Vicki Pettijohn, along with her husband and First Baptist Church of Boaz pastor Richard, began a GriefShare group in the church last year.
The couple's daughter passed away more than three years ago, but Pettijohn knew some good could come from the tragedy.
"I didn't want all the pain to be for nothing," she said. "We felt like God was leading us to start something to minister to people going through grief."
After researching several different ideas, she said GriefShare "just kept popping up."
She met with a couple from an established GriefShare group at First Baptist Church of Albert ville and knew then it was the right program for her church.
"That's when we decided to go with GriefShare," she said. "They've been around a while, and everything they do is quality and backed by research.
"Everything about it was very impressive. The majority of the people involved have had a loss in their own lives."
GriefShare is a national program written and created by experts in the field of counseling and grief management. Local support groups meet for 13-week cycles. The cycles are self-contained and not in a particular sequence, so people can participate in a cycle without any previous attendance.
Groups gather to watch a video seminar featuring expert interviews, real-life case studies, dramatic reenactments and on-location video, according to the program's website, www.griefshare.org.
They then spend time discussing the video and the current events in their own lives.
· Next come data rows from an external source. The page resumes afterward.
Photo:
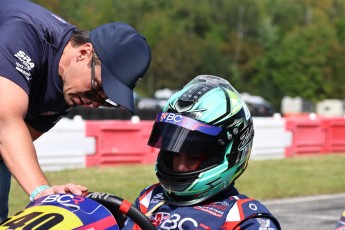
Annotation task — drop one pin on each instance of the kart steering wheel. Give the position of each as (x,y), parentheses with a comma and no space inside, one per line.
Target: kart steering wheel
(119,207)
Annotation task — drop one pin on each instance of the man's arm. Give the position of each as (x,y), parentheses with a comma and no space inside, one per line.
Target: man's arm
(16,143)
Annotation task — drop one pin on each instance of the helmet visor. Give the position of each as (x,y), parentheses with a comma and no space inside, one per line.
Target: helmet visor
(177,133)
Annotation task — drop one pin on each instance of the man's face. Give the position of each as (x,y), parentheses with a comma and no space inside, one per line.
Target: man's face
(83,85)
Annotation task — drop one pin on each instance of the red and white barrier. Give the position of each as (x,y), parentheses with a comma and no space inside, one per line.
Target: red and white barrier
(78,143)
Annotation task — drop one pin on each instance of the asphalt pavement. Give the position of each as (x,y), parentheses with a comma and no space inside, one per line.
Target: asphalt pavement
(310,212)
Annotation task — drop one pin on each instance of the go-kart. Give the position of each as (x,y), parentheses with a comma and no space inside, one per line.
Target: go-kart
(93,210)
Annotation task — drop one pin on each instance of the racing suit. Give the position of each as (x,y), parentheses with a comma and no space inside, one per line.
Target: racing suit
(31,44)
(228,210)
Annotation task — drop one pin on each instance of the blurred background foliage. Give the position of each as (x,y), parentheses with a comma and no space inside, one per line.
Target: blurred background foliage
(271,48)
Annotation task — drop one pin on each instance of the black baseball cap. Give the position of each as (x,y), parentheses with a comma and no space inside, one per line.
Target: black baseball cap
(125,57)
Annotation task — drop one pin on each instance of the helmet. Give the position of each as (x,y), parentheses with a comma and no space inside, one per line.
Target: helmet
(207,118)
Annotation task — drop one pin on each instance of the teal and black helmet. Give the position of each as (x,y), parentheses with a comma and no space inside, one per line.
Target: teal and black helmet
(207,118)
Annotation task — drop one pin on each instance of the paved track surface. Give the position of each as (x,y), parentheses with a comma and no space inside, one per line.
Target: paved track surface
(312,212)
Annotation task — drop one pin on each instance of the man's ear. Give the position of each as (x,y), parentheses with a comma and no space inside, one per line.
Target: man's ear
(84,52)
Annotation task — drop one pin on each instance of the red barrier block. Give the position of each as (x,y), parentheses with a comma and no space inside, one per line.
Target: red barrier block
(308,136)
(335,139)
(120,142)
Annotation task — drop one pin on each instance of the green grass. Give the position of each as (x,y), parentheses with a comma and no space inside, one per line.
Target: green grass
(312,175)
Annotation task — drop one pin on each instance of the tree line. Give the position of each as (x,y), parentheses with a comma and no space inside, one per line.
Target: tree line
(271,48)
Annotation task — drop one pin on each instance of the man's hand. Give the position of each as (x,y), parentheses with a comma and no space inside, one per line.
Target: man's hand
(67,188)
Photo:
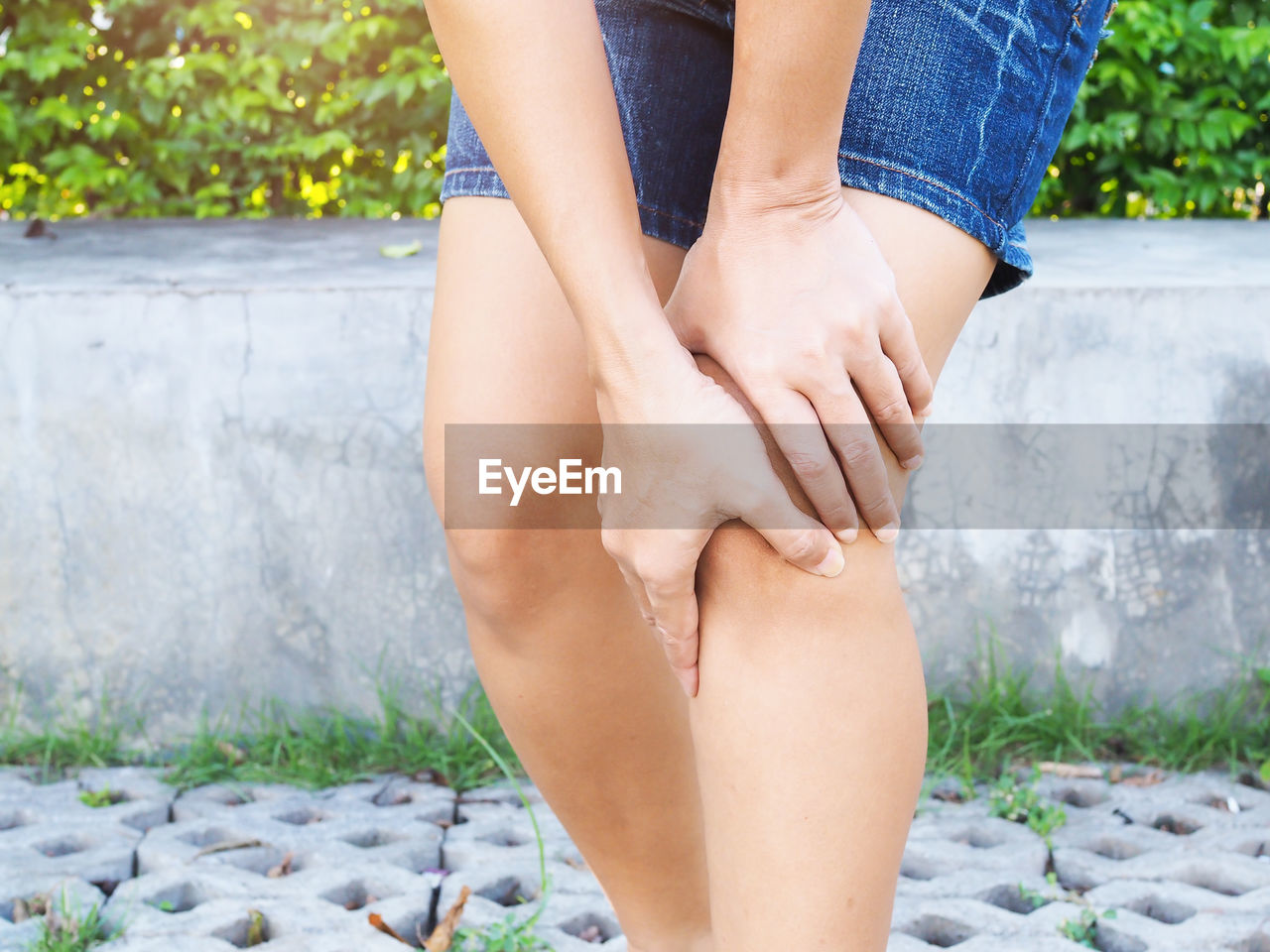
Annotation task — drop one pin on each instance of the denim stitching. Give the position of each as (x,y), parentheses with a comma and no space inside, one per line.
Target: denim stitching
(1051,86)
(468,168)
(922,178)
(668,214)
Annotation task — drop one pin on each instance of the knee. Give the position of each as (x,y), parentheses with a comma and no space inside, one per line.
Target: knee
(504,574)
(518,558)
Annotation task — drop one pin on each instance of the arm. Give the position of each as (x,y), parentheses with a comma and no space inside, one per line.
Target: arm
(785,261)
(534,76)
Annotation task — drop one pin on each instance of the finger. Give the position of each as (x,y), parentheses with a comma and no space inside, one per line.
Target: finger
(639,594)
(866,471)
(674,601)
(899,343)
(799,538)
(878,382)
(797,429)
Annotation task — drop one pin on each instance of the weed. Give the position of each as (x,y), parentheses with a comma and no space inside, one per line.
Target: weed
(326,748)
(1033,897)
(974,734)
(508,934)
(64,929)
(1017,802)
(1083,930)
(1001,717)
(98,797)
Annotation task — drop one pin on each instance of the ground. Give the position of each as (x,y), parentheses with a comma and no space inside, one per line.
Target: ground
(1184,864)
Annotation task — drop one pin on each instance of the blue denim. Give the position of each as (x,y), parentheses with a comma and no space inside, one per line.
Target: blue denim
(955,107)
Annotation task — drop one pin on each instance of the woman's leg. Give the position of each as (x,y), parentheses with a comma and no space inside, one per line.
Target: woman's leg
(811,720)
(576,679)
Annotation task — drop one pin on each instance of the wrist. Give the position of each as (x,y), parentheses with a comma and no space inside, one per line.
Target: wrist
(622,348)
(762,186)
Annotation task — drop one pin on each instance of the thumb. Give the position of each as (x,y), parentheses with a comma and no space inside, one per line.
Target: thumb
(799,538)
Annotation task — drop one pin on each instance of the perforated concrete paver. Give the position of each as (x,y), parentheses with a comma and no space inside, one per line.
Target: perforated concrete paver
(1185,865)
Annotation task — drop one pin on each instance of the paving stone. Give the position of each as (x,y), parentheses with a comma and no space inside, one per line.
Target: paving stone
(1184,862)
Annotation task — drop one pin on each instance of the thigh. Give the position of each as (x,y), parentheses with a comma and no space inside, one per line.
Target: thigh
(504,347)
(940,272)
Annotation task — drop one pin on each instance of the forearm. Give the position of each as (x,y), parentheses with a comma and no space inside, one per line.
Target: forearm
(534,79)
(792,73)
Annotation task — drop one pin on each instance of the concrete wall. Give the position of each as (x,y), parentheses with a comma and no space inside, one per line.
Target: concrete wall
(211,486)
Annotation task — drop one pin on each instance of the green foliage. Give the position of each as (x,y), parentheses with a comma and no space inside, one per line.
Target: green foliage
(66,929)
(222,107)
(98,798)
(1174,118)
(1083,930)
(338,107)
(1017,802)
(1001,716)
(325,748)
(508,934)
(504,936)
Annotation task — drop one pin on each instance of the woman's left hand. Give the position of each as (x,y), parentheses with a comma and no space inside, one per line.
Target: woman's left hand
(797,302)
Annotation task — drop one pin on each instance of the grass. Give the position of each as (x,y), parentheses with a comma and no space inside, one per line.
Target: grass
(64,929)
(273,744)
(975,734)
(1003,717)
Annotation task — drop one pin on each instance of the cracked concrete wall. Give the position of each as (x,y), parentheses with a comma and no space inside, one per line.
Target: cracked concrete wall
(211,486)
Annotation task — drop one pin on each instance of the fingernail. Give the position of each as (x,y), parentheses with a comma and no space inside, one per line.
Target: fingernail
(832,563)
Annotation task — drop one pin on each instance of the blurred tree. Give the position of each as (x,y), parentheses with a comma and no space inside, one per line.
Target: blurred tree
(1173,118)
(338,107)
(222,107)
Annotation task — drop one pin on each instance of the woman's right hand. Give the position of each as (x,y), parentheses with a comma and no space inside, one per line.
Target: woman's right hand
(690,460)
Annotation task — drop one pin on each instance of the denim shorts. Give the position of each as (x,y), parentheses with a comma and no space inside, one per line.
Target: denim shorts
(955,107)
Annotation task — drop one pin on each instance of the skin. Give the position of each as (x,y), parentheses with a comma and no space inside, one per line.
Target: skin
(766,803)
(719,823)
(778,166)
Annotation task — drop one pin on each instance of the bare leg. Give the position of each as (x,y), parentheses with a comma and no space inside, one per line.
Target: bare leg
(578,682)
(811,720)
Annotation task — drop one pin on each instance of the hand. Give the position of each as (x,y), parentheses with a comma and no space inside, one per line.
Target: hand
(797,302)
(690,458)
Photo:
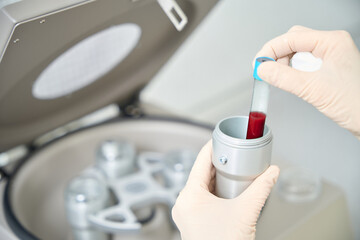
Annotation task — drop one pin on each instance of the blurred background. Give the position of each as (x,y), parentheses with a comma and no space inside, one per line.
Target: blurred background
(210,77)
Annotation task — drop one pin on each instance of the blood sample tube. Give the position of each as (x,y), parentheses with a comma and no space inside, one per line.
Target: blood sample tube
(259,103)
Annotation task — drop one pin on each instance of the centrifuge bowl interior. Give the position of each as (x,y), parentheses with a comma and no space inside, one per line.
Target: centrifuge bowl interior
(36,191)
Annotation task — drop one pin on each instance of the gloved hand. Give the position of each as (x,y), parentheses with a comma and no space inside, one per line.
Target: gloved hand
(335,88)
(199,214)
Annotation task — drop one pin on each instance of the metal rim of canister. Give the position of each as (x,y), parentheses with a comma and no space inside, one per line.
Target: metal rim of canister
(13,222)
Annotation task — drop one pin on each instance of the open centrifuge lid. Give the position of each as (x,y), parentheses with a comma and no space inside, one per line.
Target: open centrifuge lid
(62,59)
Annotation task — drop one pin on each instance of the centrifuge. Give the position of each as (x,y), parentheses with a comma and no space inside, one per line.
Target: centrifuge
(82,158)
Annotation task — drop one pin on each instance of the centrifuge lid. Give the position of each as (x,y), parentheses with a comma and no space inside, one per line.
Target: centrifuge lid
(62,59)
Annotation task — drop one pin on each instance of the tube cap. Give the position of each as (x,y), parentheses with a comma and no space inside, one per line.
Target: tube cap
(259,61)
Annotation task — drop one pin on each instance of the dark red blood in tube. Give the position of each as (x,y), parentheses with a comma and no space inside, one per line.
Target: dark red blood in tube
(256,125)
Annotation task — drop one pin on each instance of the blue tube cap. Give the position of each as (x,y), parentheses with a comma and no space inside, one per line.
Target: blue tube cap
(259,61)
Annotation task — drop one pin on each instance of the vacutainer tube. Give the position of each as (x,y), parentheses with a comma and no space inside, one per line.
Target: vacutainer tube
(259,103)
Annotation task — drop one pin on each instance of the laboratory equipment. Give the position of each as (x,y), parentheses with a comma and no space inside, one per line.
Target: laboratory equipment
(259,103)
(238,161)
(85,195)
(116,158)
(60,61)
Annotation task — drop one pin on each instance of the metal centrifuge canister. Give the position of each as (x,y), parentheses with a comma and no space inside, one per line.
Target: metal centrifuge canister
(238,161)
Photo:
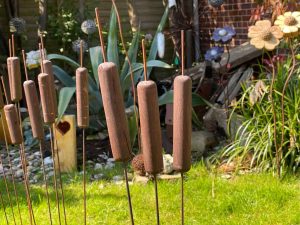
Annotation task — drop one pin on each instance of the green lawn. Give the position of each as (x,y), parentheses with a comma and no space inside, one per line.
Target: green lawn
(246,199)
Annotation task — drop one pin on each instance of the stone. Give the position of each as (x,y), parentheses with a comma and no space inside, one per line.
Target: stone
(201,141)
(168,163)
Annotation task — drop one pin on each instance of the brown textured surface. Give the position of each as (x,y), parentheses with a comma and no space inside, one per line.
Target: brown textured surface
(49,70)
(14,73)
(34,109)
(13,124)
(150,127)
(46,98)
(182,124)
(82,97)
(114,111)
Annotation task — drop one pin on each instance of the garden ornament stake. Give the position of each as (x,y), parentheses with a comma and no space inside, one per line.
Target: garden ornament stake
(114,110)
(48,69)
(150,128)
(182,129)
(49,118)
(82,99)
(12,113)
(3,207)
(36,123)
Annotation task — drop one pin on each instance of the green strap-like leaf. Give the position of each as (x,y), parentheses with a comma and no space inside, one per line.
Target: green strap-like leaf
(112,43)
(65,96)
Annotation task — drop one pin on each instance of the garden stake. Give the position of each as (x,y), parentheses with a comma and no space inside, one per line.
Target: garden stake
(82,99)
(116,121)
(7,190)
(150,128)
(8,156)
(49,118)
(1,162)
(115,116)
(131,74)
(182,125)
(47,68)
(11,114)
(3,206)
(36,122)
(100,33)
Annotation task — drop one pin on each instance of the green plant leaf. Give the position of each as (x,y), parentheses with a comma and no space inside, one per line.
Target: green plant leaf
(132,54)
(65,96)
(63,76)
(112,43)
(96,60)
(66,59)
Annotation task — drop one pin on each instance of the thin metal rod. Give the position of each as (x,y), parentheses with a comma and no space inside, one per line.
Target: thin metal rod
(45,181)
(144,59)
(131,74)
(24,62)
(9,45)
(128,194)
(4,209)
(24,166)
(100,33)
(7,191)
(84,175)
(182,52)
(60,179)
(156,200)
(54,174)
(13,44)
(182,200)
(11,170)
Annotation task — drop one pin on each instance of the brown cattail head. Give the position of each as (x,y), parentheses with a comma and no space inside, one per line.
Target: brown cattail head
(33,109)
(82,97)
(150,126)
(14,75)
(182,123)
(47,65)
(46,98)
(114,111)
(13,123)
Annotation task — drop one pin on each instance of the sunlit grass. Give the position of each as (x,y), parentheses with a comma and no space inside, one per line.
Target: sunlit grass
(246,199)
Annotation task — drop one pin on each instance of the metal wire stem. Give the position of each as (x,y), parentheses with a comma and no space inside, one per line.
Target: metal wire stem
(45,181)
(3,206)
(156,200)
(11,170)
(54,175)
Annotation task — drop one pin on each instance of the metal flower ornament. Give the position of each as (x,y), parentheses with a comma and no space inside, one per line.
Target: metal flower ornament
(223,35)
(214,53)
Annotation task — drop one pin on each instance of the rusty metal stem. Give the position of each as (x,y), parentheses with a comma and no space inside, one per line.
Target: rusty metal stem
(128,194)
(54,175)
(45,181)
(84,174)
(182,199)
(60,179)
(156,200)
(24,166)
(7,190)
(11,170)
(4,209)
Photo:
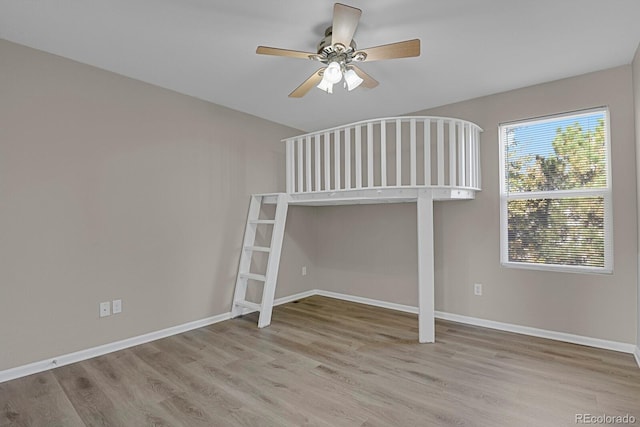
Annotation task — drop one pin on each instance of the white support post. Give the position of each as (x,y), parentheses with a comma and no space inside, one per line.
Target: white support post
(307,166)
(383,153)
(369,154)
(413,159)
(398,153)
(347,158)
(477,144)
(427,152)
(336,160)
(426,297)
(327,161)
(462,156)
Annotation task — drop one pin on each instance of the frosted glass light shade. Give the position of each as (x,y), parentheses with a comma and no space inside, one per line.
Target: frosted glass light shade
(332,74)
(352,80)
(325,86)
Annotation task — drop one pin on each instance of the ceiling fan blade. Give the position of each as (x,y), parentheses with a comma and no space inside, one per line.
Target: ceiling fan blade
(369,82)
(265,50)
(345,22)
(306,86)
(405,49)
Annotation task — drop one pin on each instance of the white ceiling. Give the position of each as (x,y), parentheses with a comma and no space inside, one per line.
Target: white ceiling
(206,48)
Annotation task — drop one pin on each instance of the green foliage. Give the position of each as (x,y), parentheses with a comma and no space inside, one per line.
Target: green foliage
(567,230)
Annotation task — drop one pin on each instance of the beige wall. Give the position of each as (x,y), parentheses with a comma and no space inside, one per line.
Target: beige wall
(371,251)
(636,96)
(112,188)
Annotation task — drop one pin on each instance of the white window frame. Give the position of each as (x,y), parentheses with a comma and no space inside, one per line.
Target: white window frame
(605,192)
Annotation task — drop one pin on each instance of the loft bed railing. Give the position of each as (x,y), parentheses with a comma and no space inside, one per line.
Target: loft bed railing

Participants also receive a workbook with notes for further personal study and journaling throughout the week.
In addition to the weekly meetings, a wealth of resources is available on the program's website, including chat pages where people can find support or ask questions.
GriefShare also offers a phone number residents can call for counseling and assistance.
However, even with all the extra resources to help the hurting, Pettijohn believes physical support groups are integral to the healing process.
"It's important for people grieving to see there are other people that are grieving and get support from forming those relationships," she said. "It helps people realize that everybody grieves differently and the way you're grieving is normal, even if it's different than what other people are going through.
"It lets them know they're not crazy. It's just a huge change in their reality. Life will never be the same, but you can achieve a new normal. Life is a gift, and there is joy even if you've lost someone you love."
Participants range from people suffering recent loss to those who have grieved for several years. All people grieve differently, but the program can help everyone in every stage of grief.
"Everybody needs it at different times," Pettijohn said. "Every loss is so different. We see people fresh in their grief be able to focus and get direction, but we even have people who have been experiencing grief for as long as five years and never dealt with it, and they were stuck.
"The best part is seeing how God can really use it to touch lives and help people."
The FBCB GriefShare group is open to the community as well as church members and will begin a third cycle on Jan. 22 at 4:30 p.m. at the church. For more information, call 256-593-8580.
Other churches offering the GriefShare program are First Baptist Church of Albertville and Mount Vernon Baptist Church of Albertville.